Maria gives her the look. The look that says: we both know that’s not true, and we also both know I’m not going to pretend otherwise. “You’re in love with him. You love Jules. You miss them every single day. And according to those articles, Dominic is genuinely doing the work. So what are you waiting for? What does he have to do that he hasn’t already done?”

“I’m waiting to know it’s real. To know it’ll hold. To know I’m not just — convenient. That when the guilt fades and the novelty of being changed wears off, I won’t find myself back in exactly the same position.”

“You will never know that.” Maria pours herself coffee and sits down across from Valencia at the small kitchen table. “That’s just true. You’ll never have a guarantee. No one ever does. That’s not what relationships are — they’re not guaranteed outcomes. They’re decisions you keep making.” She wraps both hands around her mug. “The question isn’t whether it’s certain. The question is whether you trust him enough to try.”

“What if I go back and he disappoints me again?”

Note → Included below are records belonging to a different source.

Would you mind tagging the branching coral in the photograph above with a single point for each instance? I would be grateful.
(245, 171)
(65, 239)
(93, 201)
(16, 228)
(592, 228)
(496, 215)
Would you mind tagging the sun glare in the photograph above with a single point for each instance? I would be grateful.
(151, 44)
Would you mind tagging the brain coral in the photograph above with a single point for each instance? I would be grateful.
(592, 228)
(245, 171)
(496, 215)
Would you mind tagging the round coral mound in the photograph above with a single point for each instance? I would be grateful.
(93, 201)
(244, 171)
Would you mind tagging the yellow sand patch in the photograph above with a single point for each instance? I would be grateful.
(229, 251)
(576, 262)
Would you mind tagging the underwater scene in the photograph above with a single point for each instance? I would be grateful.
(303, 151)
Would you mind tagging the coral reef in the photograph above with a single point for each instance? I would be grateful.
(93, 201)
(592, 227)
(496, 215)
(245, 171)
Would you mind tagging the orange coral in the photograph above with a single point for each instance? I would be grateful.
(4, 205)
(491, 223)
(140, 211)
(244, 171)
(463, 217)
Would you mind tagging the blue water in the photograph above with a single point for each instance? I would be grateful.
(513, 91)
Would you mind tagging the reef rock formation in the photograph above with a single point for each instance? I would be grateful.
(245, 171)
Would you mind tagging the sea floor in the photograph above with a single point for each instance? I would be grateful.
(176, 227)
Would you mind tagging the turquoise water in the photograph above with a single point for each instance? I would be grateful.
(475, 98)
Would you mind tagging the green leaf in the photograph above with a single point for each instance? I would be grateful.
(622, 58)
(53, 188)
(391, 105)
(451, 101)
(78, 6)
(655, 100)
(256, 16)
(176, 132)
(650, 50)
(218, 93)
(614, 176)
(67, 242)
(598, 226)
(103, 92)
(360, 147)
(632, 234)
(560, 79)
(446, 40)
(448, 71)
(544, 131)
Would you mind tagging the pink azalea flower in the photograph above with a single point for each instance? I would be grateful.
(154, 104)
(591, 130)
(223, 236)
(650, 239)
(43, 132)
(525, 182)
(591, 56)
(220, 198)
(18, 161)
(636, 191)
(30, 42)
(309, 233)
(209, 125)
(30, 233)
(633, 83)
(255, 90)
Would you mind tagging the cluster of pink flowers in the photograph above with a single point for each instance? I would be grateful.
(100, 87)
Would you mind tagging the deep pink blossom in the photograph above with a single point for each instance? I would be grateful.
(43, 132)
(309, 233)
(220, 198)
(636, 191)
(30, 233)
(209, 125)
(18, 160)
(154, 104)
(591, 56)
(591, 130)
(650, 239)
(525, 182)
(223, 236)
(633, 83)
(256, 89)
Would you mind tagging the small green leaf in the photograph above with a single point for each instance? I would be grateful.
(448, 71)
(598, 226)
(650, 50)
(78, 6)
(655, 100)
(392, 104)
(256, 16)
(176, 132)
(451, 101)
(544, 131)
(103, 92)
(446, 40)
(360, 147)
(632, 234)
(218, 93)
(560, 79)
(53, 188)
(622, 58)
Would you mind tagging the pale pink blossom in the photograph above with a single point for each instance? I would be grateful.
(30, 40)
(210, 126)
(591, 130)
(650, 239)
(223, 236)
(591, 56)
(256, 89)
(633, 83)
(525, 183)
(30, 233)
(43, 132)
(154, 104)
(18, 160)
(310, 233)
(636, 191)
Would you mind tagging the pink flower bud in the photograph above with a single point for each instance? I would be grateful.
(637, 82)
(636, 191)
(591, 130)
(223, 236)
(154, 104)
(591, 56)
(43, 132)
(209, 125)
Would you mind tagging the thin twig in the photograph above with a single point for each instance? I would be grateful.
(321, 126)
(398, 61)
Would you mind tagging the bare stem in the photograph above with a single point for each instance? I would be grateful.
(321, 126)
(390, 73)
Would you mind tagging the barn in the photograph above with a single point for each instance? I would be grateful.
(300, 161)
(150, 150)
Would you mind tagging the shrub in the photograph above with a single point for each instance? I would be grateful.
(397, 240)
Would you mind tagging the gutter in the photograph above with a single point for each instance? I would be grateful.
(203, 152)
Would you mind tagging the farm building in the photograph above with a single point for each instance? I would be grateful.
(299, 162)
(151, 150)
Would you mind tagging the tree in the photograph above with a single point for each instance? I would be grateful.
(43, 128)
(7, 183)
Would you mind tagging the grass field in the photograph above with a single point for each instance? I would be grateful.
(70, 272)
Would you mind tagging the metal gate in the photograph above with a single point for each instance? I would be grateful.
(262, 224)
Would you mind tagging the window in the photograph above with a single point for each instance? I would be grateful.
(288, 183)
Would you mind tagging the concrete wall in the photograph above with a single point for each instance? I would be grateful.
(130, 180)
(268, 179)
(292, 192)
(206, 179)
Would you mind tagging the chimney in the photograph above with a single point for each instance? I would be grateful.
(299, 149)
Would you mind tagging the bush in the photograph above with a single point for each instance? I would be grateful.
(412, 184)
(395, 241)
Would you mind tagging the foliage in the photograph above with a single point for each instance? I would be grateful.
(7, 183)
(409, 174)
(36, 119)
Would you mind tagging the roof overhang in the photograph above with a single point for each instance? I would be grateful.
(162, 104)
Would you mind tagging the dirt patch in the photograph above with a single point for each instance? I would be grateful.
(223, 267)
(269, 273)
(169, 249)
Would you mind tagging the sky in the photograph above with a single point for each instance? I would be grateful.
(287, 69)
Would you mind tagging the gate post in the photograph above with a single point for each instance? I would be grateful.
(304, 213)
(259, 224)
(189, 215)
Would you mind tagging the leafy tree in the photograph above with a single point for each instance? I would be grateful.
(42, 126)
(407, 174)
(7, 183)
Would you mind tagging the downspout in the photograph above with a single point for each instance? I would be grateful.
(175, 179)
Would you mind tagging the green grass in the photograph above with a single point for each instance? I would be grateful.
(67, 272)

“Then you leave again. You did it once. But at least you’ll have tried. At least you won’t have thrown away something real because you were too scared to risk being wrong.”

Valencia stares into her coffee. The apartment is very quiet at this hour — just the distant sound of the city beginning, a garbage truck somewhere, the hiss of a bus. She thinks about the word Maria used. Try.

“I hurt Jules when I left,” she says. “I saw his face. I heard him begging. I broke his heart and I did it anyway, because I told myself it was the right thing to do. And maybe it was. But it was still a wound.”

“And staying in a situation where you were being actively diminished would have been a different kind of wound. You modeled something for him — that you matter. That your needs matter. That’s not nothing.”

“Then why does it feel so wrong?”

Maria is quiet for a moment. Then: “Because love is complicated. Because the right choice can still hurt. Because being correct about something doesn’t make it feel better.”

Valencia’s phone buzzes on the table between them.

She reaches for it, reads it.

Jules asked when you’re coming home. I told him I didn’t know. He said, “tell her soon.” I miss you too. I love you. And I’m proving it. However long that takes.

Home.

Jules asked when she’s coming home.

Not “back.” Home.

Like the penthouse is where she belongs. Like her leaving was temporary and her return is simply a matter of timing. Like the question isn’t whether she comes back but when.

She sets the phone down carefully, as if it’s something fragile. She can feel the crack in her resolve — not a collapse, not a decision, just a hairline fracture letting light through. The smallest amount of light.

Maybe.

Maybe Dominic really has changed, in the ways that matter, the hard slow ways that don’t make good headlines. Maybe therapy and COOs and hard boundaries and being home by six every night add up to something real and lasting. Maybe people do, sometimes, actually learn. Maybe the crack in the door is worth opening.

She doesn’t respond. She’s not ready. But she’s no longer closing herself off from the idea, and that’s different from where she was yesterday.

She sits with Maria’s coffee in the quiet kitchen and holds Dominic’s words and Jules’s question and her own tentative, frightened, furiously protected hope. The sun is beginning to come up over Brooklyn, gray and tentative, and the city is waking up around them, and Valencia sits in the middle of it and lets herself feel the full weight of missing them.

Missing them and maybe — just maybe — believing that going home is still possible.

Not yet.

But the word “yet” is doing different work than it was yesterday. Yesterday it was a door shut. Today it’s a door that’s simply not open yet, and there’s a difference. A real one.

And that, she thinks, might be enough to start with.